Atentado que vale menos, numa mídia que não vale nada

Em meio à polêmica desencadeada pelo anúncio de que os Estados Unidos restringirão a entrada de imigrantes de alguns países com laços islâmicos ou com qualquer forma de terrorismo, o Canadá anunciou que estaria de portas abertas para todos aqueles que fossem barrados em solo estadunidense. O anúncio foi feito pelo Primeiro-Ministro Justin Trudeau, no último dia 28 de janeiro, consistindo, na prática, na concessão de residência temporária para os estrangeiros nessa situação. No dia seguinte (29), um atentado terrorista matou seis pessoas em Quebec, deixando, ao menos, mais oito feridas.

O ataque foi praticado a tiros, com o uso de fuzis, de modo semelhante aos tão alardeados casos registrados nos Estados Unidos. Porém, a cobertura do fato na mídia foi completamente diferente.

Em vez de um estardalhaço, com plantões e inserções contínuas, o ataque foi timidamente noticiado, seguindo-se um estranho silêncio, sob a desculpa de ainda não se dispor de muitos detalhes. De fato, as primeiras informações eram truncadas, pois testemunhas afirmaram terem ouvido o tradicional “Allahur Akbar” (Deus é Grande) antes dos disparos, mas o alvo foi justamente uma mesquita, onde se cultuava a fé muçulmana. Ainda assim, há muito mais por trás desse silêncio inicial.

O primeiro entrave estava em não se poder utilizar o caso para requentar o discurso sobre o controle de armas. Ao contrário dos Estados Unidos, onde qualquer maluco, com uma arma ilegal, que adentre uma gun-free-zone (zona livre de armas) e saia atirando vira motivo para uma verdadeiramente insana discussão sobre o acesso fácil a tais artefatos, no Canadá impera legislação fortemente desarmamentista. Ali, um cidadão comum jamais poderia comprar um fuzil legalmente, e o fato de ter sido esse o tipo de arma utilizado somente reforça o quanto legislações restritivas são inúteis para a prevenção de ataques armados – como bem já exemplificavam os atentados de Paris, em 2015.

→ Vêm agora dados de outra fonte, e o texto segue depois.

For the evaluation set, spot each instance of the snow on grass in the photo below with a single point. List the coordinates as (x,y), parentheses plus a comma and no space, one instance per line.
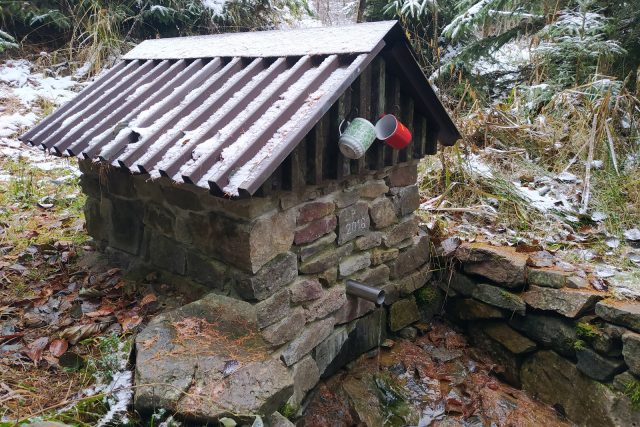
(17,79)
(247,172)
(360,38)
(22,89)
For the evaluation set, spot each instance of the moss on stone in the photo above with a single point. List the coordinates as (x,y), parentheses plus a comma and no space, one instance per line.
(579,345)
(585,330)
(426,296)
(632,390)
(288,411)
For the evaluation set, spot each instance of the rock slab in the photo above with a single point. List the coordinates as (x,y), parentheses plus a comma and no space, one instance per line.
(558,382)
(208,359)
(568,302)
(503,266)
(623,313)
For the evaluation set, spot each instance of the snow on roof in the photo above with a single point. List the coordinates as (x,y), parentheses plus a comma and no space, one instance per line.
(223,112)
(357,38)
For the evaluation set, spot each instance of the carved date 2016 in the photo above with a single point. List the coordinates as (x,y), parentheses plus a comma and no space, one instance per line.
(356,225)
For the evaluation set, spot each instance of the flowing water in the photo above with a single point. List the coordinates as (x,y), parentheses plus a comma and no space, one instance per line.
(434,380)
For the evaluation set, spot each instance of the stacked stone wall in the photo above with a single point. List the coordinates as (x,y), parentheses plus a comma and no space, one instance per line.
(288,254)
(549,331)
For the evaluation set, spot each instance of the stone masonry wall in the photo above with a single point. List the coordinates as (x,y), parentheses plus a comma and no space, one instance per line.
(548,330)
(288,254)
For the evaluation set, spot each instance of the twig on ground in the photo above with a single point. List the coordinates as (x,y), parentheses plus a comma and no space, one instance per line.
(587,174)
(612,150)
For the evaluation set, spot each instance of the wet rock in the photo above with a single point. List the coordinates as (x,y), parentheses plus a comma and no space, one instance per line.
(352,309)
(379,255)
(508,364)
(364,403)
(541,259)
(403,313)
(598,367)
(556,381)
(458,282)
(470,309)
(186,355)
(328,349)
(448,246)
(510,339)
(500,298)
(408,333)
(430,300)
(624,313)
(312,335)
(503,266)
(547,277)
(305,377)
(350,341)
(416,280)
(631,351)
(45,424)
(606,339)
(554,332)
(278,420)
(568,302)
(577,282)
(621,381)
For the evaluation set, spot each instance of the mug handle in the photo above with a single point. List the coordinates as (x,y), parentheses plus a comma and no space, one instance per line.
(341,123)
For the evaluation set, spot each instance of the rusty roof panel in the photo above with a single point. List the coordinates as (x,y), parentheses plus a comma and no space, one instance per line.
(224,123)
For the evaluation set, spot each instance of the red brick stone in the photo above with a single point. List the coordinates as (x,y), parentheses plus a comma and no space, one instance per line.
(403,176)
(313,211)
(315,230)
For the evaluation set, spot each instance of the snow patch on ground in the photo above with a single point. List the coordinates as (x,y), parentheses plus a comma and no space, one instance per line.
(21,89)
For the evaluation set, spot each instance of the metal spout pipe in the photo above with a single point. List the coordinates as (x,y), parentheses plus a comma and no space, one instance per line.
(369,293)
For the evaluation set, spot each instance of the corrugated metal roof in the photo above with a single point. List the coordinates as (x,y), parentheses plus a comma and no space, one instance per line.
(360,38)
(223,122)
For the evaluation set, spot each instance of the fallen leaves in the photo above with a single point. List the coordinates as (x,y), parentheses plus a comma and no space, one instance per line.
(34,349)
(74,334)
(58,347)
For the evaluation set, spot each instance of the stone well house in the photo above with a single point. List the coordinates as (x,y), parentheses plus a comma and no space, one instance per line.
(216,158)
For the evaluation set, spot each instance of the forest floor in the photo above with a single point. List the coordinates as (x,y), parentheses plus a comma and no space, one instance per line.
(67,318)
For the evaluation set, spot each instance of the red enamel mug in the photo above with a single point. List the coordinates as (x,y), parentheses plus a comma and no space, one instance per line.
(390,130)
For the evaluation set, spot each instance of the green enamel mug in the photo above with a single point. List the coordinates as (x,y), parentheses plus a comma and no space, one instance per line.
(356,138)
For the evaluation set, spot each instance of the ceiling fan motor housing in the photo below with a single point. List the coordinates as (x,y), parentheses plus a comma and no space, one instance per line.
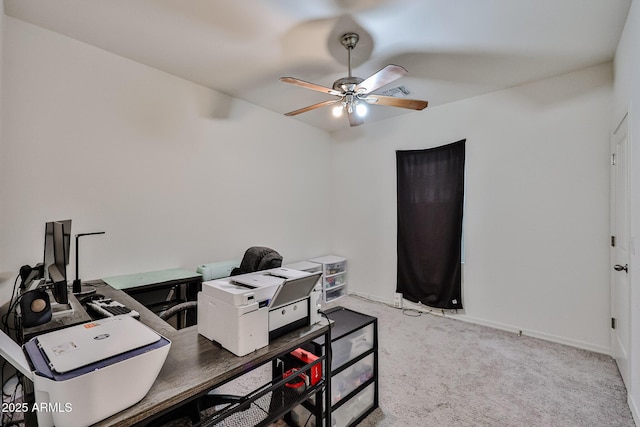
(347,84)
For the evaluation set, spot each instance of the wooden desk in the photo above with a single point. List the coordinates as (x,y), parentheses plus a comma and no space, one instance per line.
(195,365)
(58,321)
(160,290)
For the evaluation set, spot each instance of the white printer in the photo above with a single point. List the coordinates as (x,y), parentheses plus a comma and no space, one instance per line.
(88,372)
(243,313)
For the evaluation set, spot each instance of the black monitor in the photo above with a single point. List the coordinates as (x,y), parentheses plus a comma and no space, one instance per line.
(57,244)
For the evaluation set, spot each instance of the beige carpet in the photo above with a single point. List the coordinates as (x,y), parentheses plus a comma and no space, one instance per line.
(438,371)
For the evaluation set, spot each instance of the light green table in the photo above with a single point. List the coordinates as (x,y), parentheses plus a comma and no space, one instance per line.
(160,290)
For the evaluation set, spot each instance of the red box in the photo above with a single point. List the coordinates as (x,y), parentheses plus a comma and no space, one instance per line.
(306,357)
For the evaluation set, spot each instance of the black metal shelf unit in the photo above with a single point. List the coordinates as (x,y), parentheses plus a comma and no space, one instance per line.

O outro grande problema era o alvo. Ataques praticados por extremistas islâmicos são facilmente tratados pela grande mídia, que criou um discurso politicamente correto para minimizar o fato, sempre dissociando os autores da religião que seguem e quase justificando seu radicalismo na incompreensão ocidental. Porém, sendo os islâmicos o alvo, torna-se evidente que há quem, mesmo que de modo tão insanamente radical como o de seus terroristas, não os tolere. E isso trazia à tona o fato de que o discurso do primeiro-ministro canadense não era unanimidade, isto é, a possibilidade de que seus cidadãos – talvez, quem sabe(?) – não estejam lá muito confortáveis em abrigar uma religião radical, que dá margem a interpretações pelas quais matar quem acredita em outra coisa é normal. Era melhor manter o silêncio.

A coisa só mudou quando, finalmente, acharam um “vínculo”, ainda que incrivelmente patético, de um dos suspeitos do ataque com a “extrema direita”  – aquele segmento político que, para a grande mídia, engloba todo mundo que não é de esquerda: ele curtiu as fanpages de Trump e Marine Le Pen no Facebook. Pronto, estava formada a conclusão investigativa que precisavam, nem o CSI seria tão eficiente.

A descoberta, valorada muitíssimo mais que o próprio ataque, rendeu manchetes nos maiores veículos informativos nacionais. Quase todos os grandes portais (aí incluídos a Veja, a IstoÉ e o UOL) voltaram a noticiar o atentado com esse “furo”, como se  essa fosse a motivação do assassino. Um duplo padrão moral escancarado, que busca dissociar terroristas islâmicos do islamismo(!), mas usa uma curtida de página no Facebook como elo entre um insano e a ideologia política contrária ao que pregam. Duplipensar, como definiria George Orwell, em estado puro. Aliás, se é para se valer da novilíngua (outra criação de 1984), um verdadeiro duplinoticiar.

A questão, pois, não é que o ataque de Quebec valha menos que os outros. O problema é que, atualmente, boa parte da grande mídia não vale nada.